Avec autant d’aléas, désastre annoncé ? Mais alors, cette notation élitiste ? C’est la surprise ultime: en dépit des craintes, "Optical Race" est une réelle réussite, tout simplement ! Sans aller jusqu’à positionner le projet comme porte d’entrée pour la découverte de l’œuvre mandarinienne, force est de constater que la qualité de sa composition est redoutablement efficace, et que si la sonorité ne dispose que d’un minimum d’aération nativement acoustique (du piano, tout de même), elle est étonnamment riche, pluridimensionnelle, apte à captiver l’oreille. Une sonorité aseptisée, opposeront les allergiques à cette exclusivité électronique: et pourtant, l’émotion est au rendez-vous, palpable, armée d’une griffe se renouvelant sur chacun des titres proposés.
'Marakesh', entamant fièrement le programme, dispose d’un potentiel hypnotique hors du commun pour une composition de construction traditionnelle; on peut seulement regretter que son savoureux thème aux couleurs de l’Orient ne soit pas davantage utilisé au cours de cette longue ouverture, affichant plus de 8 minutes. 'Atlas Eyes' et son hautbois synthétique font littéralement disparaître les 4 murs qui nous entourent pour nous plonger au cœur du paysage sauvage évoqué par le titre, sur fond de soleil couchant, rougeoyant de tous ses feux comme dans une fin de romance sur grand écran de cinéma.
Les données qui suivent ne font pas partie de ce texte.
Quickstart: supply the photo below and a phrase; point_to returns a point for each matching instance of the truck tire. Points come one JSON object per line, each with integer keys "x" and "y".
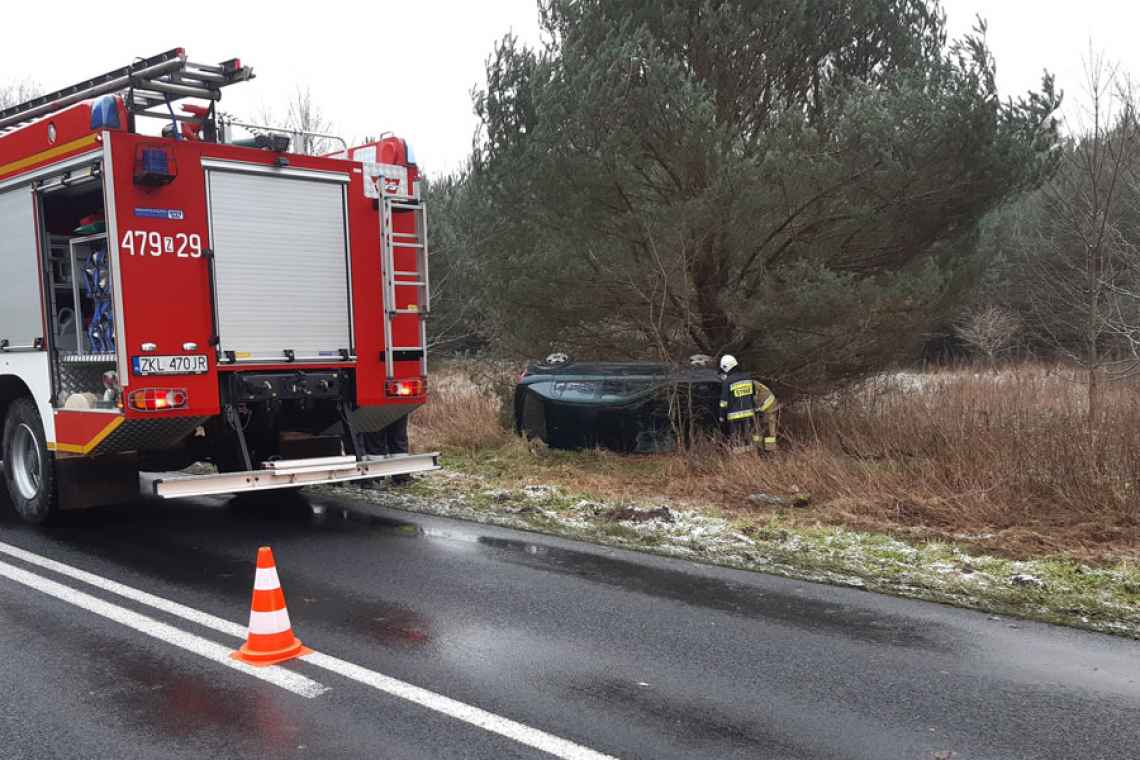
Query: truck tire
{"x": 29, "y": 467}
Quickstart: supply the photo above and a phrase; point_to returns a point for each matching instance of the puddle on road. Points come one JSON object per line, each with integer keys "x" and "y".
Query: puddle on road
{"x": 716, "y": 594}
{"x": 691, "y": 724}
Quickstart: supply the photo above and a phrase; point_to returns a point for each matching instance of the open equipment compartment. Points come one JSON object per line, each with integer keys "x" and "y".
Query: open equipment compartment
{"x": 81, "y": 321}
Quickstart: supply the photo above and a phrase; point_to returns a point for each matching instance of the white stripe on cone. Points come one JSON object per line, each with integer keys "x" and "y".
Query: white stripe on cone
{"x": 269, "y": 622}
{"x": 265, "y": 579}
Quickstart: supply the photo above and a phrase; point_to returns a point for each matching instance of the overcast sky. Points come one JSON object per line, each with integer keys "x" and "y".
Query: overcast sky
{"x": 408, "y": 67}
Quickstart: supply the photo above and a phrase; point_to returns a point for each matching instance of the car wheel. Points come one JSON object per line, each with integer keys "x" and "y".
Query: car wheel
{"x": 27, "y": 465}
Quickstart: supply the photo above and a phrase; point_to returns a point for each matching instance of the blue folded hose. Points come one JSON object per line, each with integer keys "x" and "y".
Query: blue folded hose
{"x": 100, "y": 331}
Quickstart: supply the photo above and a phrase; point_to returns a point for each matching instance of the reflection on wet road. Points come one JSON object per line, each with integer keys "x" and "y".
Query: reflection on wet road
{"x": 610, "y": 652}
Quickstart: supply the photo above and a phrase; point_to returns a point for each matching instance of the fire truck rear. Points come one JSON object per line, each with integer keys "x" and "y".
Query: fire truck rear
{"x": 195, "y": 297}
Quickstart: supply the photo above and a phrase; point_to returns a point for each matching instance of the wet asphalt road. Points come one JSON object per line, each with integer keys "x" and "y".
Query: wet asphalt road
{"x": 628, "y": 655}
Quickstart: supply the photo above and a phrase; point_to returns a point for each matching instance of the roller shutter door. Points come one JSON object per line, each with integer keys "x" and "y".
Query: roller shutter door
{"x": 281, "y": 264}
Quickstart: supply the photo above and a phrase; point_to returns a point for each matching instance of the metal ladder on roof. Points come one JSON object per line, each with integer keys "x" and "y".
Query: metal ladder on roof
{"x": 149, "y": 82}
{"x": 399, "y": 284}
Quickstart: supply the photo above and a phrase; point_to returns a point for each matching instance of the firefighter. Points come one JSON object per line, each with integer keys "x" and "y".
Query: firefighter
{"x": 738, "y": 403}
{"x": 766, "y": 409}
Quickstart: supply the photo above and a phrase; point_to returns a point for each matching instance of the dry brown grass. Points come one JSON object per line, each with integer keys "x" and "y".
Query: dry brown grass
{"x": 1004, "y": 460}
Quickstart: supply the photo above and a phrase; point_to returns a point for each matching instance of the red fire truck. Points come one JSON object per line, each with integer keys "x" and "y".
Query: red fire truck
{"x": 188, "y": 296}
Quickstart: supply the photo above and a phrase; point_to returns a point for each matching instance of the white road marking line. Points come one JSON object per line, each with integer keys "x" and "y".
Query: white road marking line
{"x": 539, "y": 740}
{"x": 203, "y": 619}
{"x": 286, "y": 679}
{"x": 489, "y": 721}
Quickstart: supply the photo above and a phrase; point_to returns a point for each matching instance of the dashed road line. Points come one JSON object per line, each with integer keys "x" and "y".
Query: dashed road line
{"x": 471, "y": 714}
{"x": 203, "y": 647}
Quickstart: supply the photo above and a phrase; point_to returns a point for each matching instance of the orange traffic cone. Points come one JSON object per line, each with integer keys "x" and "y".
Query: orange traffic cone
{"x": 270, "y": 638}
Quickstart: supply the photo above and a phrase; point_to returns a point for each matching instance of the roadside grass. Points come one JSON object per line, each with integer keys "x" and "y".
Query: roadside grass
{"x": 1006, "y": 462}
{"x": 980, "y": 489}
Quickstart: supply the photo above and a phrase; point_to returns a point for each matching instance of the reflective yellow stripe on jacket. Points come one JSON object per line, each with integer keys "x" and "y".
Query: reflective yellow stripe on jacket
{"x": 741, "y": 389}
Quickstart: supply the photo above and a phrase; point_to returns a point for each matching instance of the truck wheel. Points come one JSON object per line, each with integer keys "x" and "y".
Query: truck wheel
{"x": 27, "y": 464}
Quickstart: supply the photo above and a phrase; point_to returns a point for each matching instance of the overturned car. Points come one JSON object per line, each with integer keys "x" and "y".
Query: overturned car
{"x": 624, "y": 406}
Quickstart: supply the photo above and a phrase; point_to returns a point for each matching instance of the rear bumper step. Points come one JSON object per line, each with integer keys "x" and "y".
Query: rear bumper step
{"x": 290, "y": 473}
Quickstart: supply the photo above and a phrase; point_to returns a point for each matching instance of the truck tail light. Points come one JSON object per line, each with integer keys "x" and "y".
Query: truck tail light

Et que dire, pour continuer sur la lancée, de la marche impériale de 'Mothers Of Rain', entraînant l’auditeur dans une ronde fascinante, à la fois New-Age et cosmique? Le titre éponyme, quant à lui, a bien du mal à réfréner sa rythmique à la fois dansante et syncopée, au bénéfice d’un irrésistible élan festif. N’y prêtez pas une oreille évasive: vous y manqueriez moult subtilités. Et il serait possible ainsi d’énumérer toute une gamme de talents mélodiques et inventifs, s’égrenant jusqu’au fin fond de la clôture assurée par 'Ghazal', une splendide conclusion, au parfum authentiquement romantique. Parfois, tout cela ne dépend que de quelques notes... mais ça marche !
En fait, si l’on a souvent du mal à trier le bon grain de l’ivraie sur nombre de productions orientées électro, le constat ici s’inverse totalement: il n’y a guère que 'Twin Soul Tribe' pour accuser un trou d’air mélodique, en adoptant la verve qualitative de l’ensemble comme référence. Les titres balancent entre tendances cérémonieuses ou introspectives, et élans rythmiques plus aventureux qui nous invitent à d’épiques voyages aux couleurs de tour du monde. Atari, cordes électriques et synthés suffisent à délivrer un véritable mélange d’effluves, celles d’un orchestre de cordes, d’instruments à vent, clavecin, de claviers de tous les horizons, guitares (un magnifique solo de six cordes, dans 'Sun Gate'), sans oublier les percussions, particulièrement présentes dans cet improbable opus - d’accord, admettons-le, la texture de la rythmique a beaucoup des émois synthétiques procurés par les trackers des années 80...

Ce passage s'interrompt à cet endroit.